ACQUISITIONS EN CHINE :
ACHAT D’ACTIFS OU PRISE DE PARTICIPATION ?
Le marché chinois des fusions-acquisitions offre chaque année davantage d’opportunités aux investisseurs étrangers : en 2010, le montant de transactions impliquant des entreprises étrangères s’élevait à 60,1 milliards d’Euros, en augmentation de 21,2% par rapport à 2009. Aux yeux des entreprises occidentales dont les marchés sont en déclin, tous les pans de l’économie chinoise semblent connaître un développement prometteur et toutes les statistiques invitent à voir dans l’Empire du Milieu un relais durable de la croissance.
A présent, on fabrique, on construit mais on vend également en Chine et de plus en plus. Davantage encore qu’en Russie, au Brésil et en Inde, c’est en Chine que l’industrie continue de se développer et que les consommateurs gagnent chaque jour en pouvoir d’achat.
Les entreprises étrangères sont souvent séduites et sinon bien conscientes de la nécessité d’être présentes en Chine. Les difficultés d’une implantation en propre dans un pays étonnamment différent du nôtre invitent toutefois les entreprises étrangères bien informées à envisager une alternative : l’acquisition.

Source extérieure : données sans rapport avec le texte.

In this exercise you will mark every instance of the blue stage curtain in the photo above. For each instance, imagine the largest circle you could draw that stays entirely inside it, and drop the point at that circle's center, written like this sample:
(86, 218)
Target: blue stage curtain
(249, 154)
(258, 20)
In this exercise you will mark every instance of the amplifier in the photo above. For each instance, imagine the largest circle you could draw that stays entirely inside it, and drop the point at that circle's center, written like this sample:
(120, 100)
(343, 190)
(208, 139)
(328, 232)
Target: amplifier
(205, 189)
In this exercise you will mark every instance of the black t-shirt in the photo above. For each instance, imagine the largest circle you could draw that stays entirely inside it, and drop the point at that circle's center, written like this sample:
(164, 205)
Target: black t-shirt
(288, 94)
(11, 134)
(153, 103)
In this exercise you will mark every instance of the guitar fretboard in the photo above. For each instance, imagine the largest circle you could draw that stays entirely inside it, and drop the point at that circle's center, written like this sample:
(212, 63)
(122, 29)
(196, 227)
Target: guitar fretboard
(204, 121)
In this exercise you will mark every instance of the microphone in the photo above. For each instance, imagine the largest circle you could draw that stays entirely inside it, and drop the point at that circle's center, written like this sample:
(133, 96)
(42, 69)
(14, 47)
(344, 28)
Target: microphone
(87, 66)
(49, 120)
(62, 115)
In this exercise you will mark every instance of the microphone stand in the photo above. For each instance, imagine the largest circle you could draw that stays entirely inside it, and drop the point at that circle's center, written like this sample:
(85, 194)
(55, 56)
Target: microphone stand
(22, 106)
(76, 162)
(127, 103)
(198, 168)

Acquérir en Chine pour s’implanter, c’est acquérir des marques, une réputation et une connaissance du marché chinois ainsi que des réseaux de production et/ou de distribution. Toutefois, l’acquisition d’une société chinoise peut également réserver des surprises (impôts et charges sociales sous-évalués, absence de certains permis ou non-respect des réglementations applicables, titres immobiliers imparfaits, etc.). Se pose alors la question de savoir sous quelle forme acquérir et certains investisseurs préfèrent s’orienter vers l’acquisition d’actifs de l’un de leurs sous-traitants, fournisseurs, partenaires ou concurrents.
Acquisition de participation ou acquisition d’actifs, telle est au bout du compte souvent la question.